Hi. You don't know me, but I just thought I should tell you how funny you are. . You make me laugh like no one else can :-D

You find something comical about me ruling your planet, thrusting you into slavery, and proceeding to systematically exterminate your species? You're really sick man... sick.

I suggest you forfit all of your assest to me or be destroyed. I have completed my army of Semi-evil Barbies and 12" G.I. Joes, all armed with one of the following objects:
1) A qausi-pointy prodding stick
2) A quasi-pointy cattle prod
3) (barbies) Quasi-pointy fashion Accesories

As you can see, the army is armed with quasi-pointy wepons! They are undefeatable! HA HA! I suggest that we split the world. You can Rhode Island, New Jersey, India, and the Middle East. I will get everything else. If you disagree, then you won't even be able to destroy me! I am currently located in a subterranian fortress located, underneath, and POPCORN STAND! HA HA!

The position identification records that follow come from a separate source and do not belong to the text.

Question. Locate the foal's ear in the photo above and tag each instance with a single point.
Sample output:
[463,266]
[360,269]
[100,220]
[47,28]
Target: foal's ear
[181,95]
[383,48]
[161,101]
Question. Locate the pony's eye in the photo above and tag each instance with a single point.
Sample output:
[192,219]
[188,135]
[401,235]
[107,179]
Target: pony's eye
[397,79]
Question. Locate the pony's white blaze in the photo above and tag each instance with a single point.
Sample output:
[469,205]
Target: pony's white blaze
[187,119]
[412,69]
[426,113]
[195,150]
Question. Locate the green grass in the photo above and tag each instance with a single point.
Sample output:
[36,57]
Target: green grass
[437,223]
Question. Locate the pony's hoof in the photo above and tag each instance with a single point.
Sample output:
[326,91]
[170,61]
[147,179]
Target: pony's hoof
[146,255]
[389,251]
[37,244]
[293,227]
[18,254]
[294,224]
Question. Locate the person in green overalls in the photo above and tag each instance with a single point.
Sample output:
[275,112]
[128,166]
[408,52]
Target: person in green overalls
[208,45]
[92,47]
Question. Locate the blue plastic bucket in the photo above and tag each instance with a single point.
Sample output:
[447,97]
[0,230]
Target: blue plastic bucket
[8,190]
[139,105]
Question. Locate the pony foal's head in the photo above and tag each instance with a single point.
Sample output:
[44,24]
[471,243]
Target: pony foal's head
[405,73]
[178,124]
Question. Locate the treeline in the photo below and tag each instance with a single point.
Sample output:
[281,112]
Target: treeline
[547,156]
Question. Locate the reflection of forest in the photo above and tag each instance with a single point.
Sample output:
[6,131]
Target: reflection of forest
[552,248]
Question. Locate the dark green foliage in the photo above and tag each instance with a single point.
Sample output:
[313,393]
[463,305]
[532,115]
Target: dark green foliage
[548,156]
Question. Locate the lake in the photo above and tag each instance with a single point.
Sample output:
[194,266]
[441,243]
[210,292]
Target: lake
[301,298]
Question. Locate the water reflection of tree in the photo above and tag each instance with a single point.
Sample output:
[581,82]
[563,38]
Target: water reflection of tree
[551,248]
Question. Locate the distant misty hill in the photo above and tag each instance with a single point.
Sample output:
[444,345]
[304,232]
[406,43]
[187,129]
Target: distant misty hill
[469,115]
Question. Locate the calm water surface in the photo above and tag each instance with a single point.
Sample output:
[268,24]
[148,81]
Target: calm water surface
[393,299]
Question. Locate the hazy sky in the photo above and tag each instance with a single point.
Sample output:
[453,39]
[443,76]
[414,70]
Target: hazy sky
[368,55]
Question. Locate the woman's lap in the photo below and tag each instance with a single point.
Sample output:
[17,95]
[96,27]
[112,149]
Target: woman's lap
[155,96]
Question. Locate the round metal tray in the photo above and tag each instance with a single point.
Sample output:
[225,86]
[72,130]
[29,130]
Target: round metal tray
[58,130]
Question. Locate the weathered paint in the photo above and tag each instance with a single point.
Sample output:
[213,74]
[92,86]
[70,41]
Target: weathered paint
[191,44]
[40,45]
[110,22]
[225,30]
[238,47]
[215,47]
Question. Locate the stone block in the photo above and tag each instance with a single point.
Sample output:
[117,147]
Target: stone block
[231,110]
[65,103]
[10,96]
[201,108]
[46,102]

In case your wondering who I am, I am a quizi-evil little deformed metal marble that is sinister and is from Mexico! BWA HA HA! My fortress is also made like a Japanese dogo place witht he paper walls. I AM INVINCABLE! As long as you don't invade with the following:

1. Something heavy
2. Someting big
3. Something even remotely wet
4. Something pointy
5. SOmething other than soft
6. Something that can be thrown
7. Something that is warm/hot to the touch
8. Something that is on fire

I will not negotiate. There is no settlement for anything less than total domination, and as such you will be defeated like the other mortals. Besides, all I need in order to beat you is a large, 1-ton, flaming starfish.